Abstract: The discipline of land change science has been evolving rapidly in the past decades. Remote sensing played a major role in one of the most critical components of land change science, which includes observation, monitoring, and characterization of land change. I first will introduce a new remote sensing perspective on land change -- the multifaceted view, and the corresponding five facets including change location, time, target, process, and agent. Finally, I will introduce the very first CONUS-wide land agent product that provides annual and high-resolution land change information based on the ODACA and COLD algorithms.
Speaker Bio: Dr. Zhu is the Assistant Professor in the Department of Natural Resources and the Environment, the Founding Director of the Global Environmental Remote Sensing (GERS) Laboratory, and the CATALYST-UConn Center of Excellence at the University of Connecticut (UConn), Storrs, CT. He is the recipient of the 2021 UConn-AAUP Excellence Awards, the Web of Science Highly Cited Researchers (2020-2022), a member of the USGS-NASA Landsat Science Team and NASA Black Marble Science Team, and the author of the Fifth National Climate Assessment (NCAS) on Land Cover and Land-Use Change for U.S. Global Change Research Program. He is also the Associate Editor of Remote Sensing of Environment, Science of Remote Sensing, Journal of Remote Sensing, and on the Editorial Board of PeerJ and Remote Sensing.
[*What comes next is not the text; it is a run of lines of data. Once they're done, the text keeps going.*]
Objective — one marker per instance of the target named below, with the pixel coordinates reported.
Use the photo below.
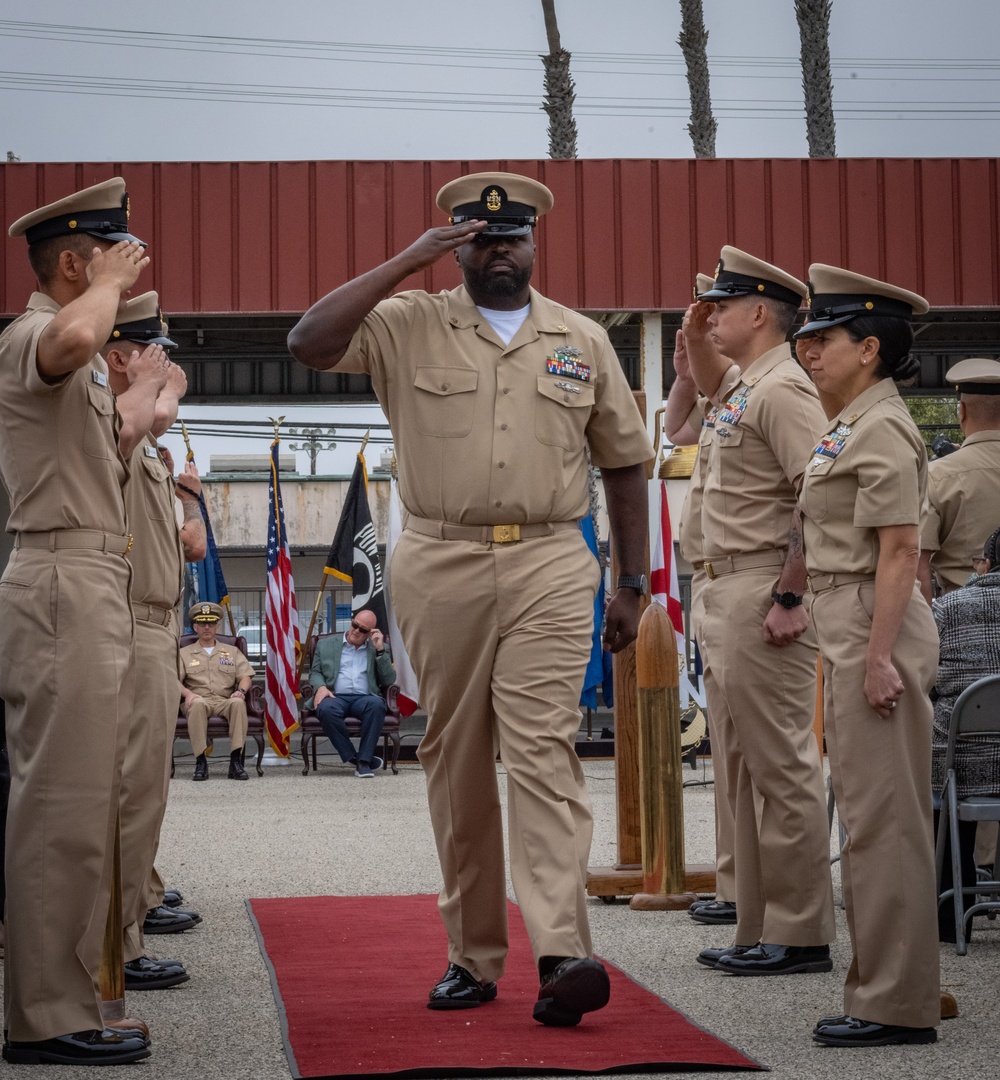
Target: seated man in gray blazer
(348, 674)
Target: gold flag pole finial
(187, 442)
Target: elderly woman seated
(969, 624)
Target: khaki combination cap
(702, 283)
(975, 376)
(142, 322)
(99, 211)
(742, 274)
(204, 612)
(837, 296)
(511, 203)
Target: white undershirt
(505, 323)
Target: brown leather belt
(147, 612)
(821, 582)
(752, 561)
(89, 539)
(486, 534)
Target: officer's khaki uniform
(689, 542)
(157, 562)
(963, 496)
(874, 473)
(765, 706)
(66, 638)
(214, 678)
(499, 633)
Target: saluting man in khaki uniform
(66, 630)
(215, 683)
(758, 645)
(689, 417)
(492, 393)
(157, 556)
(862, 501)
(963, 487)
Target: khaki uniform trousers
(881, 772)
(232, 709)
(499, 637)
(764, 713)
(66, 638)
(147, 771)
(725, 825)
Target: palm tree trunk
(693, 41)
(559, 90)
(818, 89)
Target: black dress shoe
(778, 960)
(575, 986)
(861, 1033)
(711, 957)
(146, 974)
(80, 1048)
(714, 912)
(458, 989)
(169, 920)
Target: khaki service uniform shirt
(757, 454)
(867, 471)
(215, 676)
(157, 555)
(58, 448)
(488, 434)
(963, 491)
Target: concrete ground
(287, 835)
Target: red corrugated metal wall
(624, 234)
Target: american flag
(281, 619)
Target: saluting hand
(121, 264)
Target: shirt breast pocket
(156, 474)
(444, 401)
(98, 432)
(561, 415)
(730, 449)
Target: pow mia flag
(353, 557)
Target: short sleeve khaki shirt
(157, 555)
(758, 450)
(488, 433)
(58, 445)
(216, 675)
(868, 470)
(963, 496)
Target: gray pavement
(288, 835)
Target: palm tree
(559, 90)
(818, 89)
(693, 41)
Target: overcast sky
(459, 79)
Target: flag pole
(189, 456)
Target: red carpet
(351, 976)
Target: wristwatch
(637, 581)
(786, 599)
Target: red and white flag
(663, 578)
(406, 680)
(281, 621)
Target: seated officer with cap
(963, 488)
(494, 394)
(66, 629)
(215, 683)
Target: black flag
(353, 558)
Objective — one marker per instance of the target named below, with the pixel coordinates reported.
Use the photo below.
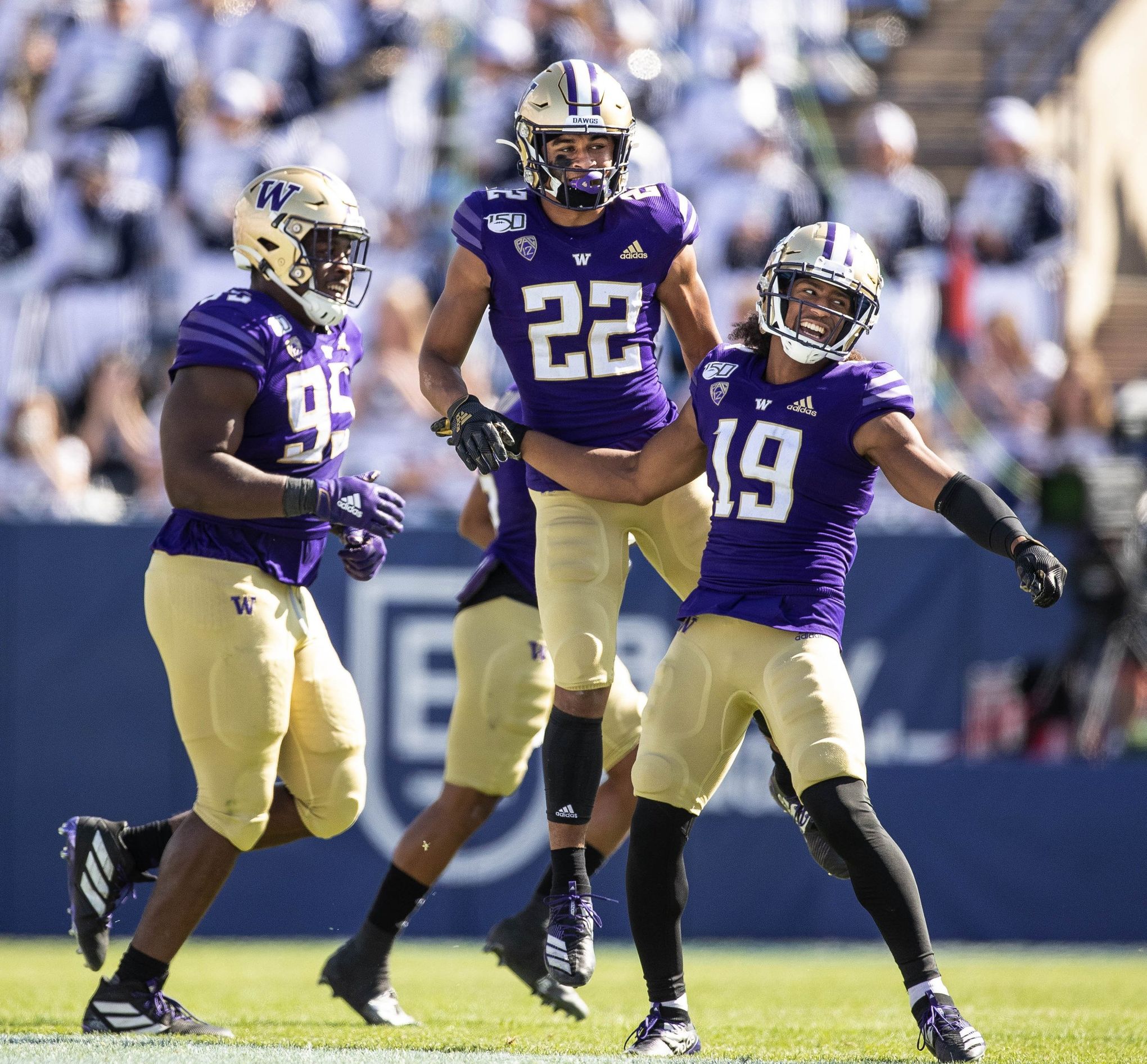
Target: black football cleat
(142, 1008)
(363, 982)
(658, 1037)
(824, 854)
(945, 1033)
(520, 944)
(101, 874)
(569, 938)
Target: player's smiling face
(818, 309)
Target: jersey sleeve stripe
(468, 215)
(465, 237)
(689, 216)
(225, 328)
(883, 380)
(889, 398)
(216, 341)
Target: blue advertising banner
(1003, 850)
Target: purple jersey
(575, 309)
(514, 517)
(788, 488)
(299, 424)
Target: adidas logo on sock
(351, 504)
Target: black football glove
(1042, 574)
(483, 438)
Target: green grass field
(794, 1004)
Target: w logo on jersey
(276, 193)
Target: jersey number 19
(778, 475)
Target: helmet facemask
(572, 187)
(800, 340)
(331, 268)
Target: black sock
(593, 860)
(784, 776)
(568, 869)
(571, 767)
(881, 875)
(397, 899)
(146, 844)
(657, 890)
(138, 967)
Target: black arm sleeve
(980, 513)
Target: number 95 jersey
(788, 487)
(299, 424)
(575, 309)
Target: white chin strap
(801, 351)
(320, 309)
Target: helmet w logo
(276, 193)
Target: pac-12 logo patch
(717, 370)
(276, 193)
(506, 222)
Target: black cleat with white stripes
(142, 1008)
(100, 876)
(569, 938)
(520, 943)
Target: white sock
(916, 992)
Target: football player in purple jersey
(575, 271)
(789, 427)
(505, 693)
(252, 436)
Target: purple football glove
(363, 554)
(357, 502)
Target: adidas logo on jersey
(353, 504)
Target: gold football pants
(583, 559)
(505, 692)
(715, 677)
(259, 693)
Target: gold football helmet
(293, 222)
(828, 251)
(572, 97)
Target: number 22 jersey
(575, 309)
(297, 426)
(788, 487)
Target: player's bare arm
(672, 458)
(893, 442)
(474, 522)
(454, 321)
(686, 304)
(201, 430)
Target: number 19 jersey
(788, 487)
(575, 309)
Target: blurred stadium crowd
(129, 128)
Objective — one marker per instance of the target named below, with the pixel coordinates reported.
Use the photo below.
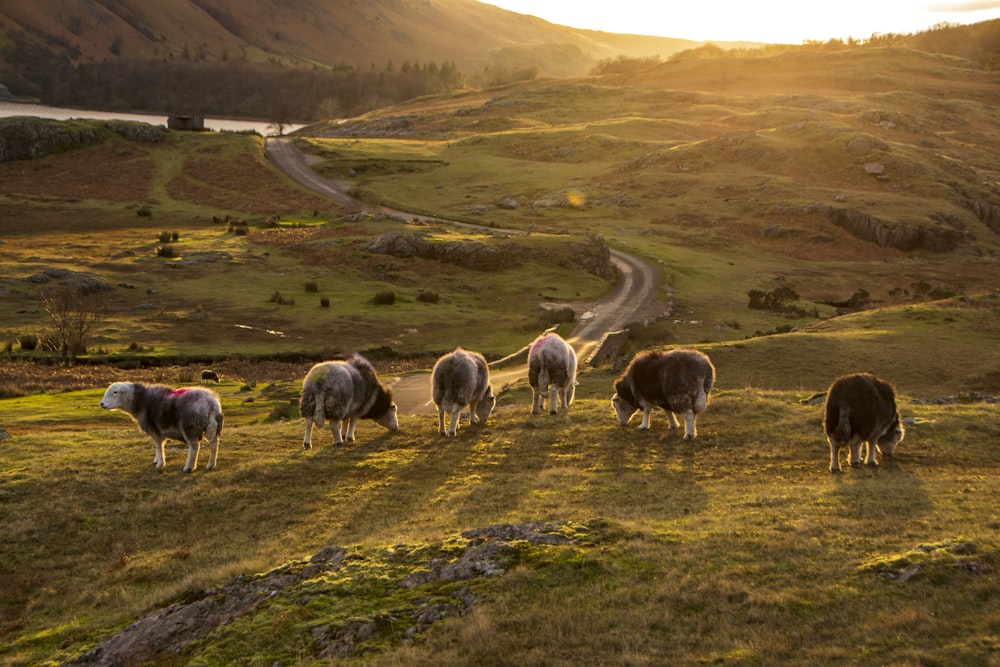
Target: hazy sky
(775, 21)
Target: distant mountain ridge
(356, 33)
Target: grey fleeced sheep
(187, 414)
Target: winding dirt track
(630, 298)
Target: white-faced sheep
(551, 372)
(678, 381)
(344, 392)
(861, 408)
(185, 414)
(461, 379)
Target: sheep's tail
(701, 400)
(843, 428)
(318, 414)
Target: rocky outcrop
(24, 137)
(466, 254)
(987, 212)
(162, 635)
(899, 235)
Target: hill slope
(472, 34)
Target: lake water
(8, 109)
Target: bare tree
(72, 317)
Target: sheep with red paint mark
(551, 372)
(678, 381)
(188, 414)
(343, 392)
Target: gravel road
(631, 297)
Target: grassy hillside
(738, 548)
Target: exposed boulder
(986, 211)
(902, 236)
(25, 137)
(466, 254)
Dr. Zhu’s research has been focused on developing novel numerical, statistical, and computational approaches that use satellite data for studying the coupled human-environment systems and environmental change at multiple spatiotemporal scales, with particular emphasis on large-scale and dense time series analyses. He has been the PI or Institutional PI for 4.3 million research grants and participated in a total of 25.9 million research grants. His projects are mainly supported by government funding agencies, such as USGS, NASA, NSF, USDA, IARPA, DEEP, as well as by the private sector, such as The Climate Corporation, Eversource Energy, and PCI Geomatics Corporate.